Nobody likes to fail. It can leave you feeling disappointed or even inadequate, and while failure is simply a part of the learning process it can still be unpleasant enough to stop some people from even trying in the first place. The trouble with this is that you will never take a risk or challenge yourself, which means that your growth will be slowed. On the other hand, failure isn’t generally looked upon favourably by employers, creating a problem of balance between pushing yourself and potentially damaging your reputation at work. There is certainly something to be said for knowing your limits and making sure you don’t go too far beyond them, but at the same time a fear of failure could be stopping you from making even small steps forward.
It’s true, by not pushing the boundaries, you will remain relatively safe in your own ‘comfort zone,’ but you are trading this safety off against really shining and achieving great things. In the workplace this can mean that you may be passed over for promotion in favour of someone who was willing to take that extra step forward. It will also be hard to place yourself up front as a leader if you don’t ever push for achievements or responsibility.
You are unlikely to be seen as a team player by peers, or recognised as a creative and energetic employee by your supervisors if you never put yourself forward and, as a result, you are likely to be overlooked when future opportunities for growth or promotion arrive.
In fact, far from seeing failure as a purely bad thing, you can look at it as a lesson to learn. You have seen what didn’t work, and hopefully why, allowing you to be better in the future. Your failure can make you stronger, and as long as you are open to acknowledging and learning from them.
However, you can improve your chances of success by asking questions about things you don’t know about, or getting some direct help with a task. It is better to seek help with something you don’t know than to keep going in the wrong direction.
Getting help doesn’t mean that you are weak, it means that you are open to teamwork, know your limitations, the strengths of others, and want to improve yourself. You can’t be expected to know everything all of the time!
If you ask a superior for help, you can also build a better working relationship with them, and maybe even being mentored by them a little. This will not only improve your skills, but will bring you to the attention (positively) to one of your bosses or supervisors. Such networking can work in your favour when it comes to future opportunities, especially if you do a good job.

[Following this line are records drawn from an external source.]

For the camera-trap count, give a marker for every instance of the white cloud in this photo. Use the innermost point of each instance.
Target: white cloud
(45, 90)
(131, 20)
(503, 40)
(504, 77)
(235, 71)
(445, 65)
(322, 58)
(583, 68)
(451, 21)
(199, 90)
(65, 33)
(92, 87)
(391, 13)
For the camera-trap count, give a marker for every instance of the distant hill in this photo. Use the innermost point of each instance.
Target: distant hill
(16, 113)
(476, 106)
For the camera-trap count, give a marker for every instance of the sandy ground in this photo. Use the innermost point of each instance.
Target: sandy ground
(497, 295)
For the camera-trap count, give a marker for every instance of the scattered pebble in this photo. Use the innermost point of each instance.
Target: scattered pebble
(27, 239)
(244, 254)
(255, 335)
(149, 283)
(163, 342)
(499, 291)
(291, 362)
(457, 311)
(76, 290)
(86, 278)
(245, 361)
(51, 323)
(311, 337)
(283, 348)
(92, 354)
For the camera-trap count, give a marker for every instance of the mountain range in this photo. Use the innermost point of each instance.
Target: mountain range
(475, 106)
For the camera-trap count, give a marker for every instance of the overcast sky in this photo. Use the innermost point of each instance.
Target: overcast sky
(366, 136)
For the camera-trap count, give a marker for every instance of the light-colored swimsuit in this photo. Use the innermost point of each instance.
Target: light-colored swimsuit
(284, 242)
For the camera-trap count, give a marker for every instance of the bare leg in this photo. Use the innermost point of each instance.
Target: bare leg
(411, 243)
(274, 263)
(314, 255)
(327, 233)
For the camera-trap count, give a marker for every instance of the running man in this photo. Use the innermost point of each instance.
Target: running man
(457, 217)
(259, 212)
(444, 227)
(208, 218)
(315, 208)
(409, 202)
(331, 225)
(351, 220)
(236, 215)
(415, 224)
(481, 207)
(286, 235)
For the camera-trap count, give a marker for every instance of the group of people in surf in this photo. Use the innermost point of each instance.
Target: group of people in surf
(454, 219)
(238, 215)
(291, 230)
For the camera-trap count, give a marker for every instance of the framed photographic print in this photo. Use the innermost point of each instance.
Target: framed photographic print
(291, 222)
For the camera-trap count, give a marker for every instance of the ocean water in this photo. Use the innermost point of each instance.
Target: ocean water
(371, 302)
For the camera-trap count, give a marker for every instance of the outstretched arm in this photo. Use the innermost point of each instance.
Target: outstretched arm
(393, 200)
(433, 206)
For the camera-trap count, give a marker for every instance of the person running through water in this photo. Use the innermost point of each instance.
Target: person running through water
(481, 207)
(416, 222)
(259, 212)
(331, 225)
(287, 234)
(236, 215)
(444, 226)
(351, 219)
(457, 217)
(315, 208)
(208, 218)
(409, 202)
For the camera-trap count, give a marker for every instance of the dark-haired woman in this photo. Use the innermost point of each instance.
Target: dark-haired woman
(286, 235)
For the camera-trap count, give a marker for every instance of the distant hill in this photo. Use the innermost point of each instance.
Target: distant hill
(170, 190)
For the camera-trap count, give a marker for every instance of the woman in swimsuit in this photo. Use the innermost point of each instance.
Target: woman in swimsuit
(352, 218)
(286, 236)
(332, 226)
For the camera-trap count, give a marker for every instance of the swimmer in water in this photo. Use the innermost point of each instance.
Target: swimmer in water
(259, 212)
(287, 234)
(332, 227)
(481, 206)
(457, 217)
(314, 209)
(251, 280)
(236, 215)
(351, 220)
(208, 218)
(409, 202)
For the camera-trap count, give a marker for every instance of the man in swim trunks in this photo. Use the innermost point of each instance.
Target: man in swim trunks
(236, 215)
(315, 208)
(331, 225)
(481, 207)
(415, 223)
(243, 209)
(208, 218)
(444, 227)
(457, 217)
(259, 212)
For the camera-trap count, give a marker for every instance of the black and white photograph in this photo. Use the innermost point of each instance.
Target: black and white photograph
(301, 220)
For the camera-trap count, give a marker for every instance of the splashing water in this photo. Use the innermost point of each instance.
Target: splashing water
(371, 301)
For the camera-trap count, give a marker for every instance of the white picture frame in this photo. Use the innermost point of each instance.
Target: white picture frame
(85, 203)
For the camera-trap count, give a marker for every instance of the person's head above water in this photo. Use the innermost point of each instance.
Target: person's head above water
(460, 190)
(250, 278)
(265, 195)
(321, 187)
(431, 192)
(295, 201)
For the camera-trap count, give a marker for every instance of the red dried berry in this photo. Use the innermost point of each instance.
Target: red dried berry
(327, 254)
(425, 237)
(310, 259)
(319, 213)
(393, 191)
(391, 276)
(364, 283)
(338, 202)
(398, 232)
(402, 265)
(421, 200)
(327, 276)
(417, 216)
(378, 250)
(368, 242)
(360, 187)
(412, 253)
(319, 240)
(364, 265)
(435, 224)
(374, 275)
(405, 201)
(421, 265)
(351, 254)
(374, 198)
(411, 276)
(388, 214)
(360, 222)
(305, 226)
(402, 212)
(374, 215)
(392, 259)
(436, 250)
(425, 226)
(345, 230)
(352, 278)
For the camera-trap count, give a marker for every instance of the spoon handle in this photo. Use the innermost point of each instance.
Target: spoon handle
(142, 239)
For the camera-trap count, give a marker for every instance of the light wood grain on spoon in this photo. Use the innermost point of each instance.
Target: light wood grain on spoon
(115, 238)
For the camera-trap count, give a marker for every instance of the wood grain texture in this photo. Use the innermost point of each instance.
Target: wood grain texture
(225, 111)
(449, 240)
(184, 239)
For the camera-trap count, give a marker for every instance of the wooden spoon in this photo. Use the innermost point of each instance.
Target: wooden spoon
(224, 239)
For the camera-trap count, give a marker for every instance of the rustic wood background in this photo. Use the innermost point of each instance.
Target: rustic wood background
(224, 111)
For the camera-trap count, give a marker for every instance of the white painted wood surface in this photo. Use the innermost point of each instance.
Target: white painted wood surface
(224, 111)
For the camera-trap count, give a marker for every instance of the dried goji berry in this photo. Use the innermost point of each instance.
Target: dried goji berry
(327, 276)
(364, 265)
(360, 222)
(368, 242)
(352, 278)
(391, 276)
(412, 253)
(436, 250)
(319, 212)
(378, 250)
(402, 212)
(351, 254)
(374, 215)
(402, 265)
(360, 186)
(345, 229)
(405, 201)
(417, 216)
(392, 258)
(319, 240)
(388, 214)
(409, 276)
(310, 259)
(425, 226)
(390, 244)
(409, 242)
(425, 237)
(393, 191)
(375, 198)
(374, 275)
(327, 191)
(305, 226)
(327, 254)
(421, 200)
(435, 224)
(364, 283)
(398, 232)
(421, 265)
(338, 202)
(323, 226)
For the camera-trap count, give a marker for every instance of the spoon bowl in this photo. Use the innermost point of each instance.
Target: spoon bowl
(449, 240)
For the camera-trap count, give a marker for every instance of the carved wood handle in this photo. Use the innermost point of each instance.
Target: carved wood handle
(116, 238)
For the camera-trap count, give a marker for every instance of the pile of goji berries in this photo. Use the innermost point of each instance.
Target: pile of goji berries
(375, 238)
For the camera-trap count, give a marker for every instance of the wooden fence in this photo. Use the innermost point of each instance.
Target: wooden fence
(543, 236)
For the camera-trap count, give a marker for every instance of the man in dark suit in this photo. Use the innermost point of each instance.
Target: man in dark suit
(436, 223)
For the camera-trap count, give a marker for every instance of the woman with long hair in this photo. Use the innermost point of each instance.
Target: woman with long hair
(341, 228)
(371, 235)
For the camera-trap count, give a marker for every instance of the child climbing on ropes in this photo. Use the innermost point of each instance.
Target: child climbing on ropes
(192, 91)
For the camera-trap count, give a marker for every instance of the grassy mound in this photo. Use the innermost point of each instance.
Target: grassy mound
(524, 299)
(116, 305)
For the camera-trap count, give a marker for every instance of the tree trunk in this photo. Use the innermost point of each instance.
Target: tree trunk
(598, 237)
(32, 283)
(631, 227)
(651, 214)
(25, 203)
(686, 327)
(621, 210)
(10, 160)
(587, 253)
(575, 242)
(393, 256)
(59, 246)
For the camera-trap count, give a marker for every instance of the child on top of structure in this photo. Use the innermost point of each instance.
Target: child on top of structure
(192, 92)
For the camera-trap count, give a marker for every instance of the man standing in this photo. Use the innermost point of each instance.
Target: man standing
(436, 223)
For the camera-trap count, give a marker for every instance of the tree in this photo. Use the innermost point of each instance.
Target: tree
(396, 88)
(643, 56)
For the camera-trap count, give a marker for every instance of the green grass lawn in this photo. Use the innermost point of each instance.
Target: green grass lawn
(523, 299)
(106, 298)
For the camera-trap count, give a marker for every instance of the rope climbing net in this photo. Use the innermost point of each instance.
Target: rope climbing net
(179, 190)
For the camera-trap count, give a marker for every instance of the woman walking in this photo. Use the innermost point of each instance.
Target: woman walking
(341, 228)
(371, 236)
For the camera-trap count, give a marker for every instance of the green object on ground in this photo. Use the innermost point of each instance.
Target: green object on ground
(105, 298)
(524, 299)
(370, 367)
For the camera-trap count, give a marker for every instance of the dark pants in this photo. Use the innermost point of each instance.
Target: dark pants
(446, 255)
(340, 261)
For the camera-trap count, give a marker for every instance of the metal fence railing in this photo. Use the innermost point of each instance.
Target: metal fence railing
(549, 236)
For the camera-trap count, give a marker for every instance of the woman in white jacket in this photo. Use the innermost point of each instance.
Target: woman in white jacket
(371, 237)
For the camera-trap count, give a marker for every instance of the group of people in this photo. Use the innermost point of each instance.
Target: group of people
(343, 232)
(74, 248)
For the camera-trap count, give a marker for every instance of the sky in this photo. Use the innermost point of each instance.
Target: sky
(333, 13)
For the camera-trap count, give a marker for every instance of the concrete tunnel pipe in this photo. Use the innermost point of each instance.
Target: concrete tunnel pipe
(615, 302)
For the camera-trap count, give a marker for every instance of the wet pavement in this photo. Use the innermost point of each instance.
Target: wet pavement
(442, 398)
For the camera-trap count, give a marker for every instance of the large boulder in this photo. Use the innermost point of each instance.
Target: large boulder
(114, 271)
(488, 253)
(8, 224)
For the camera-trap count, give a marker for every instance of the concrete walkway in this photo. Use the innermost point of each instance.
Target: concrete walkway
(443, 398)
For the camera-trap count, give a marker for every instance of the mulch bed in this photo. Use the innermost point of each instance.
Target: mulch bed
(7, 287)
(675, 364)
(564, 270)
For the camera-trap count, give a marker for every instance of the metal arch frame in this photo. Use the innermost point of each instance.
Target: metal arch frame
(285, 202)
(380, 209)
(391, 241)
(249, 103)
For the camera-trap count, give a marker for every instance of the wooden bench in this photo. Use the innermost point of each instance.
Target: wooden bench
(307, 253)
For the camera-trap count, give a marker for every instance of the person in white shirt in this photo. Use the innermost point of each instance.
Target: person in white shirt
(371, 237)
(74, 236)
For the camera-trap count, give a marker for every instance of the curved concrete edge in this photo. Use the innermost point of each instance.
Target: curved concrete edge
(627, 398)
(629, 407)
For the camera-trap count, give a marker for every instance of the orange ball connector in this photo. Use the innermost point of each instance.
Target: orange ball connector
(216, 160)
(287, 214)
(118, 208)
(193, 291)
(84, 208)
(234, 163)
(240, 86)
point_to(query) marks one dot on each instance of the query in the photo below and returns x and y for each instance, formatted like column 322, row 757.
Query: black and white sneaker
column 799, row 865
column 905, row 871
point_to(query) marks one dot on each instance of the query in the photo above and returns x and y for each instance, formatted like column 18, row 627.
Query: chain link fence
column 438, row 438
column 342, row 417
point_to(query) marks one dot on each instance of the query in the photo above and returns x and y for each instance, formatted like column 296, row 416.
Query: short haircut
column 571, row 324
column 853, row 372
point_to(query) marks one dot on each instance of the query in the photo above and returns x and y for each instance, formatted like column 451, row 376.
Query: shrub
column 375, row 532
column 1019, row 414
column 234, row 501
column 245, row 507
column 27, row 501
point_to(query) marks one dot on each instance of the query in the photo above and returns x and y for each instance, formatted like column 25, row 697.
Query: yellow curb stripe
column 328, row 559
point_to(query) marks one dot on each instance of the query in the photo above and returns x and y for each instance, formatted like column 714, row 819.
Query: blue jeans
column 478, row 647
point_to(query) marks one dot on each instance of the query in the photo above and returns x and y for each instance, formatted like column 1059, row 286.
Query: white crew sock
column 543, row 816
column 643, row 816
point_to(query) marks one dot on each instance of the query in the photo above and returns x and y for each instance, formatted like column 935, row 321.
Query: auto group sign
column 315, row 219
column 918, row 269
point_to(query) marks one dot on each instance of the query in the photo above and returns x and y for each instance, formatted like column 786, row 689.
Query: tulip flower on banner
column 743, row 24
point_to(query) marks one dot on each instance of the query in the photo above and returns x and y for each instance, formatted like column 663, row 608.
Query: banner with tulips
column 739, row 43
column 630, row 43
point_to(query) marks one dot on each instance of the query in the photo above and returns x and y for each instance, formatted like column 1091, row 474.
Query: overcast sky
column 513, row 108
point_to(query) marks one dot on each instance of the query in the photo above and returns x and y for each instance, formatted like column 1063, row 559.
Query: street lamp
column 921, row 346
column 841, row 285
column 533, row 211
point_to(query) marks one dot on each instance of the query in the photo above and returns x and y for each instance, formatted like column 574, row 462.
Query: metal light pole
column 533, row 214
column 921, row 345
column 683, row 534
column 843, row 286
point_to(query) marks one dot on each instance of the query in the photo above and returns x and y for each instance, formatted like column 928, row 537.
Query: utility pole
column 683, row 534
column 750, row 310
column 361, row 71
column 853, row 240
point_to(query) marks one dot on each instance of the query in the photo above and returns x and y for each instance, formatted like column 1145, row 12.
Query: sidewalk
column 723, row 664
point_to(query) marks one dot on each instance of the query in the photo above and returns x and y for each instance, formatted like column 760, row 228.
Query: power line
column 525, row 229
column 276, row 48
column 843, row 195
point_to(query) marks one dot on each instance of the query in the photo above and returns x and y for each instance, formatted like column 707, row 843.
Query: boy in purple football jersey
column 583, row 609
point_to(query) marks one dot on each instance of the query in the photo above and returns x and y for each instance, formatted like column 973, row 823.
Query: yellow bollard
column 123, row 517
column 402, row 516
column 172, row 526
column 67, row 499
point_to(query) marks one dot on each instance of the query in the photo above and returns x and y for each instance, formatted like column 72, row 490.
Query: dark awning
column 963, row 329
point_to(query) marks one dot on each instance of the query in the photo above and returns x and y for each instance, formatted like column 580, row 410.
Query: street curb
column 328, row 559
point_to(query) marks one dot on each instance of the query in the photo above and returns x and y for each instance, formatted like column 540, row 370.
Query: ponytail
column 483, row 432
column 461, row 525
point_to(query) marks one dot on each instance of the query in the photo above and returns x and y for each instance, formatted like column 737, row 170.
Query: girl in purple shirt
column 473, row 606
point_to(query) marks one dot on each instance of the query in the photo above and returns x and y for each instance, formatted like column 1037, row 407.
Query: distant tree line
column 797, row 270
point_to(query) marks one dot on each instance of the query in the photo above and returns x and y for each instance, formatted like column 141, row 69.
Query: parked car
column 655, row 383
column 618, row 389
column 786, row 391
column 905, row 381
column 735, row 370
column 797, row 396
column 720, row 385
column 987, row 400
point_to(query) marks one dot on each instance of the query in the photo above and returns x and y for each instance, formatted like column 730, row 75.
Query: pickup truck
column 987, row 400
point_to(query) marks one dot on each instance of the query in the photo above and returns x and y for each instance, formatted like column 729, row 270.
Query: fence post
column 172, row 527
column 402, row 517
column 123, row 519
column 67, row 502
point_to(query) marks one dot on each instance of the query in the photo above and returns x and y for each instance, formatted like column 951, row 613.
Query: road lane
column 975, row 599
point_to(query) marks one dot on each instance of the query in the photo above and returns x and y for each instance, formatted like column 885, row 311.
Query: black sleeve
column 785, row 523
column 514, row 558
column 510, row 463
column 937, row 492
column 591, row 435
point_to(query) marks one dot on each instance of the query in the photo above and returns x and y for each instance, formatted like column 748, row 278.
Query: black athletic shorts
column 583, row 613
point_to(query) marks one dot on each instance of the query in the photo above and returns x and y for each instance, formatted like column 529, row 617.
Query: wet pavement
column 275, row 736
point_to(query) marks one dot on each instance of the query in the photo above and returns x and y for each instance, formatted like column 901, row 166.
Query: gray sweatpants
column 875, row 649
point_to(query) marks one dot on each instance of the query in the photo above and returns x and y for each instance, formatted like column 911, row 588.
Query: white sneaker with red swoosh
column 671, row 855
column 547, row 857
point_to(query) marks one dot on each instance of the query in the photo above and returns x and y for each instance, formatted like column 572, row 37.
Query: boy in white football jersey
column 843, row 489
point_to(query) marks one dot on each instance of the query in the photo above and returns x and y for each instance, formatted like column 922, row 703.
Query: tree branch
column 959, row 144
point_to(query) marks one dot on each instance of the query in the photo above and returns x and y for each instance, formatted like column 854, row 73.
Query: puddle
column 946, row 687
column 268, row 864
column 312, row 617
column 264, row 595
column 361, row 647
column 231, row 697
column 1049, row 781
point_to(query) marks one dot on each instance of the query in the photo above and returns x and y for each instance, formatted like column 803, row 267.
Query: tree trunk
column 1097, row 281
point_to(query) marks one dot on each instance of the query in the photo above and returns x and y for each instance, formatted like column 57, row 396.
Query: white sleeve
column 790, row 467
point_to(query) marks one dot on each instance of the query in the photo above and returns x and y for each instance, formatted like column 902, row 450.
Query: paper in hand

The more you stretch outside of your comfort zone at work the easier it becomes, as your confidence will grow with each success. Even if things don’t go exactly to plan, you can achieve results by showing that you are able to resolve a problem and learn from a mistake.
There is a difference between having a healthy level of fear and stunting your growth with a fear of failure. A healthy level of fear stops you swimming with crocodiles, a fear of failure may stop you from volunteering to create a report for your boss. Of course, ultimately only one of these is really worth being truly frightened about! Assess the risks by all means, but don’t let fear stop your progressing.